CISC-121
20130215
Classes and Objects (Chapter 15)
Python
provides many built-in data types: integers, strings, real numbers
(floats) - which are single values - and lists, dictionaries, tuples -
which are groups of values. (This list is not complete - Python
has other types that we have not discussed.)
We can also create
our own data types - our own ways of grouping values together. We
typically do this if our program deals with "real world things" or
"objects" that are described by a set of characteristics.
For example we might want to define a Picture data type.
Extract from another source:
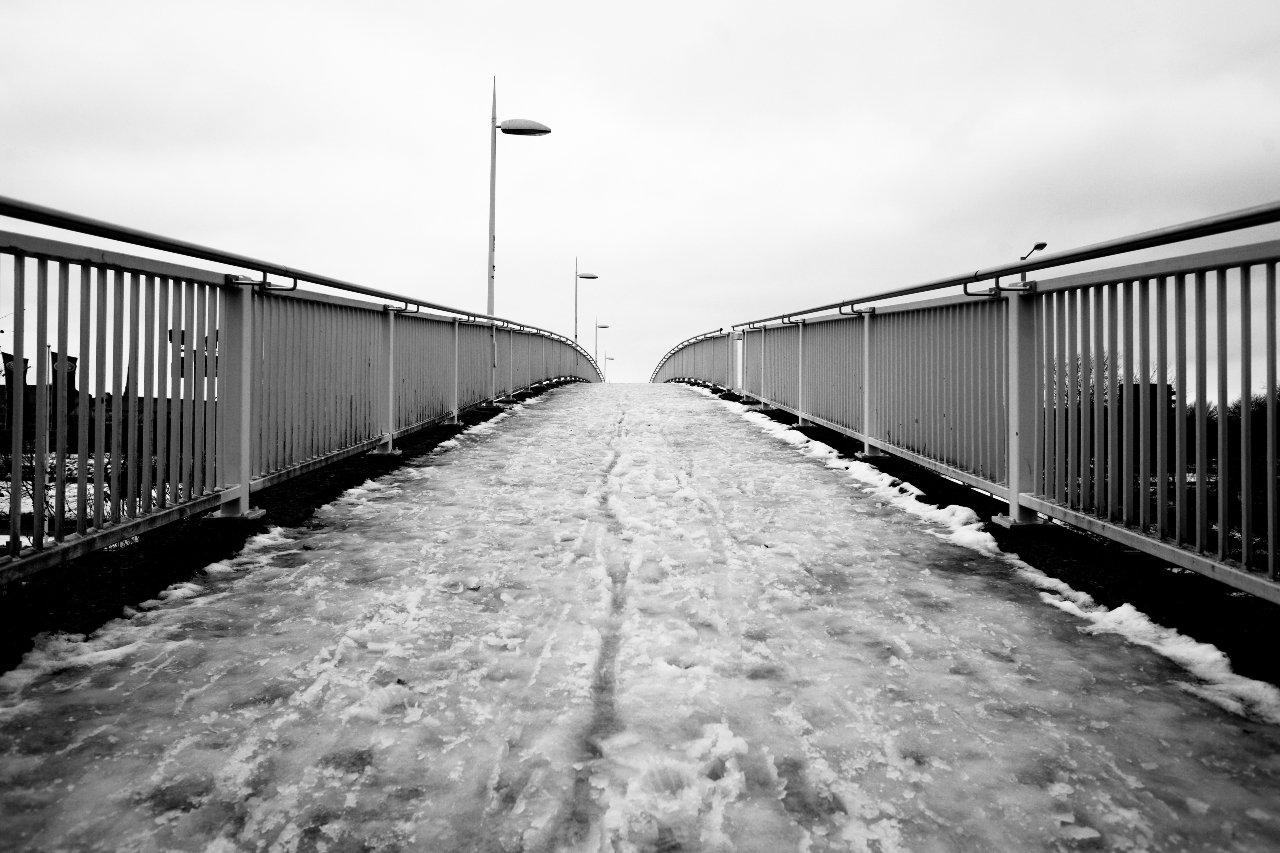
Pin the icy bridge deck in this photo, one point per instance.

We could decide that every picture has
- a title, which is stored as a string
- an artist, also stored as a string
- a date of creation, stored as three integers, for year, month, day
- an image, stored in png form: a nested list with
one embedded list for each row, containing three colour values for each
pixel
- a geographical location, stored as two floats, for latitude and longitude
In Python we can start to define such a data type like this
class Picture(object):
""" defines a Picture object """
This tells Python that we are going to be using a new type or class of object, and that the class is called Picture.
Note
that just as with a function definition, Python expects the next line
to be indented. Since we aren't ready yet to add any details to
the definition of our new data type, I'm just using an indented
triple-quote comment to satisfy Python's demands. Soon we will
see how to add useful information to the definition of the class.
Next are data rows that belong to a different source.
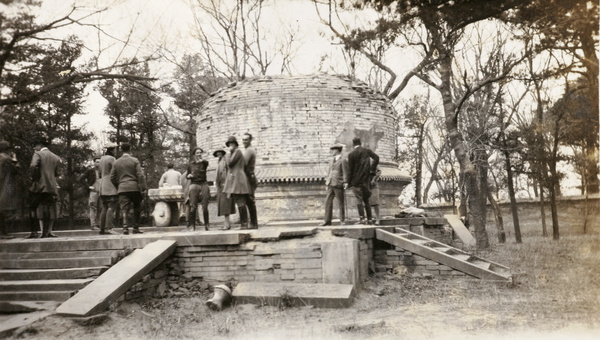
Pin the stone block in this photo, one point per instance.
(294, 294)
(341, 262)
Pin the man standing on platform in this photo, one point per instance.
(199, 192)
(108, 192)
(250, 159)
(361, 170)
(44, 189)
(9, 198)
(128, 178)
(335, 180)
(236, 185)
(91, 180)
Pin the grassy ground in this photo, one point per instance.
(555, 295)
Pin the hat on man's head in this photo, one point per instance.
(338, 146)
(4, 145)
(40, 140)
(231, 139)
(217, 151)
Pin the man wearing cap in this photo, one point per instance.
(237, 186)
(199, 192)
(335, 180)
(108, 191)
(225, 205)
(128, 178)
(170, 178)
(360, 171)
(9, 169)
(91, 180)
(44, 189)
(250, 159)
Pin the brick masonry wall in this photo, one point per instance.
(296, 119)
(153, 284)
(399, 261)
(571, 212)
(248, 262)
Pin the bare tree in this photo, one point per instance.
(236, 42)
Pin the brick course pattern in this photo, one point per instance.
(294, 121)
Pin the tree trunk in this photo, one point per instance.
(497, 217)
(543, 212)
(433, 173)
(511, 194)
(592, 65)
(477, 209)
(419, 175)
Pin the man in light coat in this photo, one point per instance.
(236, 184)
(128, 178)
(362, 163)
(44, 189)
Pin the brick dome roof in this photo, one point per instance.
(295, 119)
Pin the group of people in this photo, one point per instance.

Defining the class doesn't actually create any objects. We do that by instantiation, which is just a fancy word for creating an object. The created objects are called instances of the class.
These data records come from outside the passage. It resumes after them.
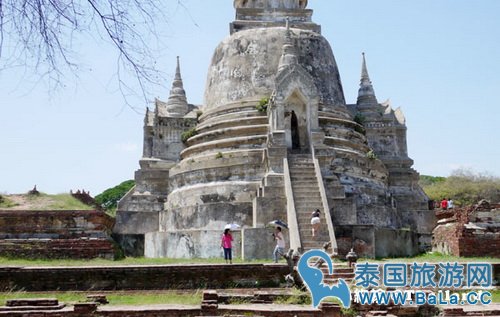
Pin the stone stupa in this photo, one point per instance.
(274, 139)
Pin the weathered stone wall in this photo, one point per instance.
(56, 234)
(58, 224)
(141, 277)
(189, 244)
(58, 248)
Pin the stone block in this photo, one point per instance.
(189, 244)
(258, 243)
(391, 242)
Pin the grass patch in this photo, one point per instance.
(6, 202)
(435, 257)
(495, 296)
(5, 261)
(115, 298)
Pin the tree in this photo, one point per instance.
(109, 198)
(465, 187)
(40, 35)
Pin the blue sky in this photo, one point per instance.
(437, 59)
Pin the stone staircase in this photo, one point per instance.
(307, 198)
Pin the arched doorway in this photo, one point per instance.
(294, 127)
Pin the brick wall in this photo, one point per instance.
(141, 277)
(61, 224)
(471, 231)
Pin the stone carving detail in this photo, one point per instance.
(270, 4)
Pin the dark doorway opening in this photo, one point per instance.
(294, 126)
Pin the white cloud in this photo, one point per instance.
(126, 147)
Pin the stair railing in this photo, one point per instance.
(293, 225)
(326, 208)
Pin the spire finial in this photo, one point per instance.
(177, 101)
(178, 70)
(366, 92)
(289, 56)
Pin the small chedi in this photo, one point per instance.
(274, 139)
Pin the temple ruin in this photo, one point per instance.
(274, 139)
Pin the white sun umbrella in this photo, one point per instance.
(232, 226)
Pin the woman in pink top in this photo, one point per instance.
(225, 243)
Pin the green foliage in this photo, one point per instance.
(109, 198)
(6, 203)
(188, 134)
(263, 104)
(359, 119)
(464, 187)
(426, 180)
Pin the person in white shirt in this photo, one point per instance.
(279, 250)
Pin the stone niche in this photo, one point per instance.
(56, 234)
Instantiation looks like this:
picture_1 = Picture()
This
creates a Picture object in memory (for now, we can just visualize it
as an empty rectangle) and it makes picture_1 point to it.
Now we can start to store information inside this box. The variables that we store inside an object are called the attributes of the object.
picture_1.title = "Starry Night"
picture_1.artist = "Vincent van Gogh"
picture_1.year = 1889
picture_1.month = 6
picture_1.day = 15
etc.
Once we have given values to the attributes we can use them like other variables
if picture_1.year > = 1901:
print "created after the year 1900"
It is essential to be aware that objects are like lists in that the names we give them are pointers
to the location in memory where the information is stored.
Aliasing works exactly the same for objects as it does for lists.
For example
picture_2 = picture_1
does
not create a new Picture object - it simply creates a new pointer,
picture_2, and makes it point to the same object that picture_1 points
to.
This means that
picture_2.title = "Self Portrait"
print picture_1.title
will produce the output
Self Portrait
We can have many instances of Picture objects active at the same time:
picture_2 = Picture()
picture_3 = Picture()
picture_2.title = "Persistence of Memory"
picture_3.title = "Mona Lisa"
etc.
Each of these objects has its own place in memory, and they don't interfere with each other.
Consider
the three Picture objects we have designed so far. picture_1 has
year, month and day attributes, but picture_2 and picture_3 do not.
Python will let us add any attribute to any object. Usually
we take steps to try to be sure all instances of a class have the same
set of attributes, but Python doesn't force this. This means that
it is sometimes important to check whether an instance has a particular
attribute before we try to use the value of that attribute. For
this purpose, Python gives us the hasattr() function, which returns True or False. We can use it like this
if hasattr(picture_1,"year"):
print picture_1.year
Note the quotes around the attribute name in the first line - if you omit these quotes the test will not work properly.